Ultraísta Bring Sophisticated Synth to the Dancefloor on Sister
The band’s resemblance to Thom Yorke’s solo work proves how influential Nigel Godrich really isMusic Reviews Ultraista
Much of Ultraísta’s new album Sister feels like a sibling to Thom Yorke’s solo output, particularly his 2019 album ANIMA. The reference points are everywhere: the warm, driving synth tones on “Tin King,” the euphoric, minor key chord progression on “Ordinary Boy,” the “Atoms for Peace”-esque sparse instrumentals and melody on “Bumblebees.”
These similarities are to be expected: Nigel Godrich is a longtime producer for Radiohead and Thom Yorke (amongst a bevy of other major acts), and this is his own band. The various sonic similarities between Godrich’s production work for Yorke and his own project Ultraísta don’t indicate a shortage of ideas, or that this is some sort of ANIMA b-sides album. It’s quite the contrary, in fact: Sister, the band’s second album—and first release since 2012’s self-titled debut—shows that Godrich is much more responsible for Yorke’s ultra-smooth and warm electronic sound than was previously evident.
By rounding out Ultraísta’s lineup with lead singer Laura Bettinson, perhaps best known by her synth-pop moniker FEMME, alongside Yorke and Godrich’s Atoms for Peace percussionist Joey Waronker, Godrich takes the Yorkeian sonic formula but brings the alien vocals back down to earth with Bettinson’s ultra-clear gorgeous croon. Where songs like Yorke’s “Dawn Chorus” or “And It Rained All Night” sound distant due to the Radiohead frontman’s trademark slurred and muffled voice, these Ultraísta songs (“Harmony” and “The Moon and Mercury”) feel close and human, mostly because of Bettinson’s vocals.
It all kicks off with lead single “Tin King,” an upbeat track that evolves from Bettinson’s voice, a walking bass line and in-your-face drums to a sprawling synth track with a rhythm that recalls Yorke’s “The Eraser.” And in true Yorkeian fashion, Bettinson leads us through a stream of consciousness that leaves us searching for meaning in tone and feeling rather than actual lyrical content: “August in the thirties / David Bowie LPs / I feel abominable / A bomb in a bubble,” she sings. Delivered at a frenetic pace, it’s tough to keep up, but you don’t necessarily have to—this is music to dance to, after all.
Stunning synth blankets Bettinson’s warm voice on “Harmony” as she sings “I don’t need people in my life / I don’t need people you say / I took the advice and I tired but that only worked for so long.” Waronker’s percussion is complex and sophisticated here, elevating the song from a typical midtempo synth track to something approaching dancefloor euphoria. Elsewhere, Waronker’s drumming shines on the groovy “Save It ‘til Later” and “Mariella,” the latter of which would feel right at home as a downbeat companion to “Analyse” from Yorke’s 2006 solo debut.
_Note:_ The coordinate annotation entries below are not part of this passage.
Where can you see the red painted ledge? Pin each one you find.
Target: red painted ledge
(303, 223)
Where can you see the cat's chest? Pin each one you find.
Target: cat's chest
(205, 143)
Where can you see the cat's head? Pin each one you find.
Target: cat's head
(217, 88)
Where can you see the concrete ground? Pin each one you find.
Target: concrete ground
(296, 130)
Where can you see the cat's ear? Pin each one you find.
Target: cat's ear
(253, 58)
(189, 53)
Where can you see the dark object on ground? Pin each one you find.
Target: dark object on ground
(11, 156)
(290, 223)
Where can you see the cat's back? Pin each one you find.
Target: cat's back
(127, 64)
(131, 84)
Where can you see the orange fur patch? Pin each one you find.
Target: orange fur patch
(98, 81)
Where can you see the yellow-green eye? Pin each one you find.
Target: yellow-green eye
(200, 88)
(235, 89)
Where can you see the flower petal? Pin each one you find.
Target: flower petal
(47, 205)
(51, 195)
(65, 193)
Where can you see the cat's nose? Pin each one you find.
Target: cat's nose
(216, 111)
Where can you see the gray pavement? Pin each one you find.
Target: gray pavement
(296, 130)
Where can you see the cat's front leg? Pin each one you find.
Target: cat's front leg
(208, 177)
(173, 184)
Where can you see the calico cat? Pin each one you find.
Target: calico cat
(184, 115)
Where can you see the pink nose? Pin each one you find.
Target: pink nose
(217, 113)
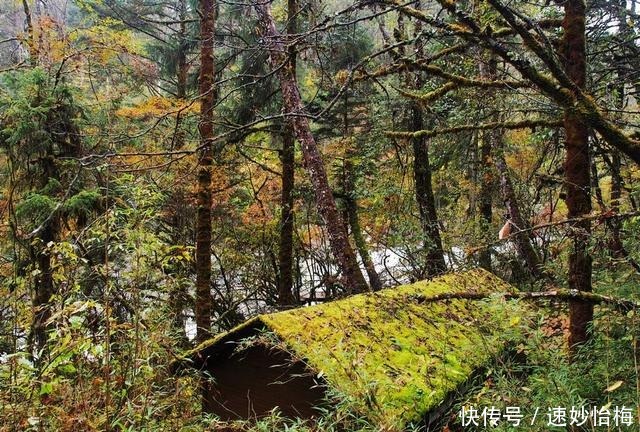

It’s easy to compare Sister to Thom Yorke’s solo work—two of the three Ultraísta members heavily showcase on his non-Radiohead output—but Ultraísta succeed in their own right, adding new elements unheard on Godrich & co’s collaborations with the legendary Radiohead frontman. Urgent strings provide the backbone to “Anybody” as Bettison pleads “If you wanna go, then please don’t stay / I know you wanna bow out honey, so I won’t get in your way.” The beautiful, delicate album closer “The Moon and Mercury” may be the highlight here, as light synth envelops Bettison’s voice, building to a masterful finale of strings.
Godrich’s work with Ultraísta may not be nearly as wide-ranging as his contributions to Radiohead and Thom Yorke’s music, but fans of both of those projects will find a lot to like on Sister. The album’s sonic landscape more than resembles moments from throughout Yorke’s discography with and without Radiohead, while Bettinson’s lovely vocals add a new fold to Godrich and Waronker’s instantly recognizable previous music outside of Ultraísta—though Sister completely one-ups the band’s debut from eight years ago. Godrich is one of the most legendary producers of our time, so it’s wonderful to hear him in the driver’s seat with his own band. And Sister makes it clear that he’s just as influential in shaping the sound of the other acts he works with, too.